L’irresponsabilité pénale au menu des sénateurs
Examiné demain, le texte prévoit qu’en cas d’abolition du discernement par prise de stupéfiants, ce ne serait plus le juge d’instruction qui statuerait mais les juges du fond.
Le jour même où l’Assemblée vote le projet de loi d’Eric DupondMoretti pour la « confiance » dans la justice, le Sénat dominé par l’opposition de droite dégainera, demain, deux textes maison pour adapter le droit, sur le suivi des condamnés terroristes et sur l’irresponsabilité pénale.
Mesure de sûreté, bis
La première proposition de loi inscrite à l’ordre du jour a été déposée par le président LR de la Commission des lois François-Noël Buffet.
Au 3 mai 2021, 469 personnes étaient détenues dans les prisons françaises pour des actes de terrorisme en lien avec la mouvance islamiste, dont 253 définitivement condamnées, selon la commission des Lois.

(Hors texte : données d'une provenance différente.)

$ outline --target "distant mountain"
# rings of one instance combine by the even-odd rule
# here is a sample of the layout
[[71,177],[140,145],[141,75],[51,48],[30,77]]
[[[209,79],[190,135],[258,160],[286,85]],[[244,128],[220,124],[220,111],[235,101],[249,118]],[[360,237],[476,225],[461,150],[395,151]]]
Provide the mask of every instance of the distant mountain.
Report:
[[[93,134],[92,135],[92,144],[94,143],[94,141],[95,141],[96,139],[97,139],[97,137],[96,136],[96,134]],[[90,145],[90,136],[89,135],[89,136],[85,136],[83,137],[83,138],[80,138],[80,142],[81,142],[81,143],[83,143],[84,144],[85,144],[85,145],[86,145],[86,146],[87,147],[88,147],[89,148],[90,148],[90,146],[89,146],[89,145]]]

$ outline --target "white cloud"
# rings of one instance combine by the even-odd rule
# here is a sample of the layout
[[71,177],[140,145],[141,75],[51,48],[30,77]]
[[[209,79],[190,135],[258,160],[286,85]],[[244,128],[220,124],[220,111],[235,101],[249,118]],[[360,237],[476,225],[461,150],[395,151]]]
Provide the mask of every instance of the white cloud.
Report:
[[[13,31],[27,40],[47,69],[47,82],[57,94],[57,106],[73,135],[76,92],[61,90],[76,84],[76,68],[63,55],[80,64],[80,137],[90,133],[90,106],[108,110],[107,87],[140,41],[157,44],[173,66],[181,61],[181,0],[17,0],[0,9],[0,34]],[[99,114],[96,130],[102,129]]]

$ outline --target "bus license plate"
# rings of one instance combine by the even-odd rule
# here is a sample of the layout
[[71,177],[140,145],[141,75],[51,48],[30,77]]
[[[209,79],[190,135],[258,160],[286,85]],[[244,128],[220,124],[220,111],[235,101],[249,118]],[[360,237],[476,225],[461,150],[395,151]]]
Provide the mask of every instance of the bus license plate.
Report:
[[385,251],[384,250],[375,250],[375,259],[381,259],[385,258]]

Cent soixante-deux devraient sortir de détention dans les quatre prochaines années.
« Une mesure de sûreté judiciaire est une nécessité pour suivre des condamnés terroristes qui, pour un grand nombre d’entre eux, restent particulièrement dangereux pour la société à leur sortie de prison », souligne François-Noël Buffet.
En juillet dernier, le Parlement avait bien adopté une loi « instaurant des mesures de sûreté à l’encontre des auteurs d’infractions terroristes à l’issue de leur peine » (obligation de répondre aux convocations du juge d’application des peines, d’établir sa résidence en un lieu déterminé, interdiction d’entrer
en relation et de paraître dans certains lieux...). Mais elle avait été retoquée par le Conseil constitutionnel. Les Sages avaient validé le principe, mais jugé que la mesure n’était pas proportionnée à l’objectif poursuivi. La proposition de loi portée le sénateur reprend le principe du dispositif, avec des aménagements destinés à répondre aux objections soulevées par le Conseil constitutionnel. Elle réduit, par exemple, la durée de la mesure, qui serait fixée en fonction de la peine prononcée et non de la peine encourue.
Irresponsabilité pénale
Le Sénat se penchera ensuite sur un autre sujet délicat, mis en exergue par l’affaire Sarah Halimi, l’irresponsabilité pénale. Le texte examiné dans l’hémicycle, possiblement jusqu’à jeudi soir, rassemble deux propositions de loi de Nathalie Goulet (centriste) et Jean Sol (LR). Selon la sénatrice de l’Orne, il constitue « un ensemble très cohérent, juridiquement assez sûr ».
Le texte vise à faire évoluer le Code de procédure pénale, pour répondre aux cas où « l’abolition temporaire du discernement de la personne mise en examen résulte au moins partiellement de son fait fautif ». Le juge renverra alors l’auteur devant le tribunal qui statuera sur sa responsabilité pénale.
Au lieu d’un classement sans suite, les victimes auront ainsi un jugement. Mais l’article 122-1 du Code pénal relatif à la responsabilité pénale ne serait pas touché. Nathalie Goulet vante «une solution très propre qui répond au besoin social d’un procès », sans que le Sénat puisse être accusé « de vouloir juger les fous ».
Alors que le garde des Sceaux a annoncé un futur projet de loi visant à « combler » un « vide juridique » sur cette question et que l’Assemblée nationale a mis en place une mission flash, la sénatrice espère qu’ «unrapprochement des points de vue sera possible ».
En complément, le texte prévoit d’introduire dans le Code pénal « une aggravation systématique des peines pour les auteurs de crimes et délits en cas d’ivresse ou de consommation de produits stupéfiants ».
Reprenant les propositions de Jean Sol, il comporte également des dispositions relatives à l’expertise psychiatrique et psychologique en matière pénale.
Profusion de textes sociaux
Dans le cadre des espaces réservés aux groupes parlementaires, le Sénat a aussi à son programme de la semaine une série de textes à caractère social.
C’est ainsi qu’il devrait adopter définitivement jeudi, dans la « niche » du groupe RDPI à majorité En marche, une proposition de loi d’une députée LREM visant à mieux garantir les droits à protection sociale des assistantes maternelles, « nounous » ou aides aux personnes âgées. En revanche seront, selon toute vraisemblance, rejetés les textes portés par le groupe PS pour faciliter l’insertion des jeunes et sur les travailleurs des plateformes, et par le groupe écologiste sur « une réponse solidaire et juste face à la crise ».